SCOTUS Hears Same Sex Marriage Cases Today

We've been watching the gay-marriage case, Hollingsworth v Perry, for two years; here's a link to our first post detailing case.  Two well-funded homosexual couples from California, one gay, one lesbian, challenged California's proposition 8 in federal court back in 2008, and the case finally will be orally argued tomorrow at the SCOTUS.

Their lawyers, Ted Olson and David Boies of Bush v Gore fame, are well-suited to the task of bringing the couples' privacy-based arguments to the Supreme Court.  Olson was Solicitor General under President Bush; he appears to have changed his stripes for this one.

Since that original post, two other consolidated federal cases have made their way through the federal court system and will be argued before the SCOTUS on Wednesday.  United States v Windsor challenges the denial of federal benefits for gay couples under the Defense of Marriage Act [DOMA].

As many as 17 states have filed amicus briefs in opposition to gay marriage.  Court watchers are bracing for a seminal ruling along the order of the High Court's Roe v Wade decision that legalized abortion.

Others say, "not so fast."  Justice Ruth Bader Ginsburg is one such voice.  She has made a series of public comments lately critical of such sweeping decisions; they go too far too fast says Ginsburg.

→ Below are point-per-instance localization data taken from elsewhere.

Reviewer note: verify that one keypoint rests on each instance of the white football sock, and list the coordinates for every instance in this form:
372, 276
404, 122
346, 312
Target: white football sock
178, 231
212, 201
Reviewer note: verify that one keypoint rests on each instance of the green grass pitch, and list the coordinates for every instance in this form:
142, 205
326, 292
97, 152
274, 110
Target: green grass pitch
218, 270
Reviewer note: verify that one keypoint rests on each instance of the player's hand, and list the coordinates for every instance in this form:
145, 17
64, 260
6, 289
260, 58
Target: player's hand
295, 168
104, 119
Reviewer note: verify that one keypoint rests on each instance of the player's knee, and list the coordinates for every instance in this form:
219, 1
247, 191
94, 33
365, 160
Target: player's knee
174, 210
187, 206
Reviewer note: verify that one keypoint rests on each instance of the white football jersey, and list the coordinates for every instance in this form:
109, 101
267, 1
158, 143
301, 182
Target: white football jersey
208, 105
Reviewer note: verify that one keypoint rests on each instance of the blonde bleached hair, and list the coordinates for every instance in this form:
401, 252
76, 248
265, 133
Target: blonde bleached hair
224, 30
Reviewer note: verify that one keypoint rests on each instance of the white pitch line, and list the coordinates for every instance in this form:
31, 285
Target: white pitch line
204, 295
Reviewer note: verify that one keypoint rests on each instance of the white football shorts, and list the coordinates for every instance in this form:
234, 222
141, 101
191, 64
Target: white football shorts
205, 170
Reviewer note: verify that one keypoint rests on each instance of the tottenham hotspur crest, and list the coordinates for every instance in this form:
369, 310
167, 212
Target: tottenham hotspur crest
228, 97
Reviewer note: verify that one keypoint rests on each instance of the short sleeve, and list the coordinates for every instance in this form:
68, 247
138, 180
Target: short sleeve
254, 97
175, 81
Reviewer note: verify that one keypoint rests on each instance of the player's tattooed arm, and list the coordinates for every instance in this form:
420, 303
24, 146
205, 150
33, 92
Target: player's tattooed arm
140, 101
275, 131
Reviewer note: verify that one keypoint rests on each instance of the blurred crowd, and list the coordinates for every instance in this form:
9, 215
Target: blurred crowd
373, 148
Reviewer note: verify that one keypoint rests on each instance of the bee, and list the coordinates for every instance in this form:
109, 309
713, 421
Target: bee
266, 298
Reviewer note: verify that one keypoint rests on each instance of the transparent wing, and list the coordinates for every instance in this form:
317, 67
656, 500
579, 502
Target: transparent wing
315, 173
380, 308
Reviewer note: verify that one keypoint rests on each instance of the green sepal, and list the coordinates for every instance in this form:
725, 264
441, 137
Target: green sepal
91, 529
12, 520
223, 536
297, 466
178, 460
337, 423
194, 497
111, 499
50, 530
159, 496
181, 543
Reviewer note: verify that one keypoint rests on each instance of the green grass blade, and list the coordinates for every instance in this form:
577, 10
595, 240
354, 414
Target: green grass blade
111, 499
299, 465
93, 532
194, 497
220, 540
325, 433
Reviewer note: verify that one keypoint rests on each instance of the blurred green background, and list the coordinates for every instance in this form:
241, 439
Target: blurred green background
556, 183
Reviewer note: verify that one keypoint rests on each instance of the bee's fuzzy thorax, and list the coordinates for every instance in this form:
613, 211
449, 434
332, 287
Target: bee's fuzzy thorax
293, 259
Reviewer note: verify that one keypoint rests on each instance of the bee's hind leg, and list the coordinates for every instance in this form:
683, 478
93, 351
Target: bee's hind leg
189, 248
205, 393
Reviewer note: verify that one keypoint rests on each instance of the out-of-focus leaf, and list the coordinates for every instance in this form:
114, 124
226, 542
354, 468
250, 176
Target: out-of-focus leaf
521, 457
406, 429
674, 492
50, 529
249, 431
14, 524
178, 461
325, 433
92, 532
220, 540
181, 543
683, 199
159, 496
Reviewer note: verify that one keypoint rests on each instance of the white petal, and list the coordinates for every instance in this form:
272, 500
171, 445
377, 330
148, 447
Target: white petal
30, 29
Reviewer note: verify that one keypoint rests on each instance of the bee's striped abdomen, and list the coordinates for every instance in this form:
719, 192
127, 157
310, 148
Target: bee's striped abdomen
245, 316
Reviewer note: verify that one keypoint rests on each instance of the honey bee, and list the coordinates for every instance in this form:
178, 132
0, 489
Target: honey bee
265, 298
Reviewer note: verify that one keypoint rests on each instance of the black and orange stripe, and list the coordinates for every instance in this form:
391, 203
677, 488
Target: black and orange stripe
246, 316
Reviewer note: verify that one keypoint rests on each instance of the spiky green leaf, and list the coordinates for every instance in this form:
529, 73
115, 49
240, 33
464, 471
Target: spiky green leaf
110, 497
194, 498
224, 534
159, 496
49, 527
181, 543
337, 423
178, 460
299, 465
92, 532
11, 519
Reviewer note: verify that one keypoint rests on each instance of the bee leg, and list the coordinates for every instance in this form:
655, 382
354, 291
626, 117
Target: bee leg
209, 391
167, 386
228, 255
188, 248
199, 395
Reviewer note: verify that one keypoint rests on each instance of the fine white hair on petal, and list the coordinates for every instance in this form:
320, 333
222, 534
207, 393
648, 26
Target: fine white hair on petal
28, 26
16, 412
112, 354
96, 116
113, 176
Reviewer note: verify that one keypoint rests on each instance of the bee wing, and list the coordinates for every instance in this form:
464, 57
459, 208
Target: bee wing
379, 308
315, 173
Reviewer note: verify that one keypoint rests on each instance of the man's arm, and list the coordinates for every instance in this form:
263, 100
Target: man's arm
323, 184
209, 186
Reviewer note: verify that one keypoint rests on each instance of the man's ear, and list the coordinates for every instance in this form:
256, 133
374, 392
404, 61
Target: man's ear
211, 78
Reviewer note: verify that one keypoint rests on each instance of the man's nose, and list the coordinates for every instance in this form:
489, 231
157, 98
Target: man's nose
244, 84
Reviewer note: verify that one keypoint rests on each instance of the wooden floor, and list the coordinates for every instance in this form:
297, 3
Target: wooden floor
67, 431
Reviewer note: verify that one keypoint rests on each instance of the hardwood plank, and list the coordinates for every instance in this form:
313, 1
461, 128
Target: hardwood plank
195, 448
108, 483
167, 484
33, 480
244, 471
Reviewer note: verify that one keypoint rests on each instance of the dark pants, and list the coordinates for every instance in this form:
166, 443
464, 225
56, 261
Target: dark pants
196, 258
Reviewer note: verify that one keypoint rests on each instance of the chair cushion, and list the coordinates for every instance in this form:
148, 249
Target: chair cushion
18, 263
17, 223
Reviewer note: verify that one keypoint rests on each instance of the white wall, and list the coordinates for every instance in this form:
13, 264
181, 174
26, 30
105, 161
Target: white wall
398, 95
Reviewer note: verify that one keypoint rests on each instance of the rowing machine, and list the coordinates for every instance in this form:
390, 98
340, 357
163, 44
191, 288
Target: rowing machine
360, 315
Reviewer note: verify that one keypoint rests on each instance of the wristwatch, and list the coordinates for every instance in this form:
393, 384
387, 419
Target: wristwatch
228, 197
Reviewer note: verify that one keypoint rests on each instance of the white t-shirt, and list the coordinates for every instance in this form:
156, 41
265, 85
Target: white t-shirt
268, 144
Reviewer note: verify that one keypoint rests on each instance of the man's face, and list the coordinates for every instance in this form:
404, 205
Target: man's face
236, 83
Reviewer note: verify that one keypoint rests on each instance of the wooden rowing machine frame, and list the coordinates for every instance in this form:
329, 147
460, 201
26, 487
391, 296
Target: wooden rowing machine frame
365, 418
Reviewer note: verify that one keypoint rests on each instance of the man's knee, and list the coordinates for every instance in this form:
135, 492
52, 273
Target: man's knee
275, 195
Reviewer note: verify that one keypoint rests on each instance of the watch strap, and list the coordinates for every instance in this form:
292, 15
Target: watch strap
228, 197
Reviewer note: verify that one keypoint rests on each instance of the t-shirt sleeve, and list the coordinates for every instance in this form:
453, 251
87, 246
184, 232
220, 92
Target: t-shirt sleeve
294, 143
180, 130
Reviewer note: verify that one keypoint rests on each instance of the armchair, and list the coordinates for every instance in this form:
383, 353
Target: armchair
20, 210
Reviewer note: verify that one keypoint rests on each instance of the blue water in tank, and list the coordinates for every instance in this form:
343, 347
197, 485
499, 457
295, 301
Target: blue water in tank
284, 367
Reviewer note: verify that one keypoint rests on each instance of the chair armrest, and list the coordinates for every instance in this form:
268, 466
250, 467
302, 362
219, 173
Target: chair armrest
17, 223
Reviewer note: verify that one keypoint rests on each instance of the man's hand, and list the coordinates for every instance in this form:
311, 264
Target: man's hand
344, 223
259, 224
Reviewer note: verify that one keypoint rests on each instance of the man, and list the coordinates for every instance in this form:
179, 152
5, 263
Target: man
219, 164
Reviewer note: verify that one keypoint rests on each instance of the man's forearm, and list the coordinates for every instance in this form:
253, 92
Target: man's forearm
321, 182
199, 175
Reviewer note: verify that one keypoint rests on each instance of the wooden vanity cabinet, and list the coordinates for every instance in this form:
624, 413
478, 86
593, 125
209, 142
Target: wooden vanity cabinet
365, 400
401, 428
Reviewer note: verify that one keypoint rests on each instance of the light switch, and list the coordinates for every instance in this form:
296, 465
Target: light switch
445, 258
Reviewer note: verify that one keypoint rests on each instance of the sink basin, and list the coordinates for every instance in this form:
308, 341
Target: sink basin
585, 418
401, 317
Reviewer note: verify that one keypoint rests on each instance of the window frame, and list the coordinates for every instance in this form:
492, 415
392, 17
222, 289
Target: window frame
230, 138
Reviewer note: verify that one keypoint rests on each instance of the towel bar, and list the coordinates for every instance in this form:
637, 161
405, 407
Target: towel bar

A less judicially active approach in the Roe v Wade would have been to strike down the Texas anti-abortion law on an "as applied" basis, but leaving the broader constitutional questions to be determined on a state-by-state basis.  Of course, this is not what the Roe v Wade Court did; the political and cultural fall-out continues to this day.

Considering possible outcomes in the gay-marriage cases being argued today, the post-modern SCOTUS faces the choice of invalidating California's Proposition 8, and if they do, whether they do so in a broad or narrow fashion.  Expect concurring and dissenting opinions; perhaps even a plurality decision which, by its nature, has a less-binding effect on subsequent courts.

Either way, we will keep our readers posted when the decision is announced at some point in June like we did when New York legalized same-sex marriage in June of 2011.  The results from these cases will be important to Michigan which, like California, passed a constitutional amendment declaring marriage to be a status limited to heterosexual couples.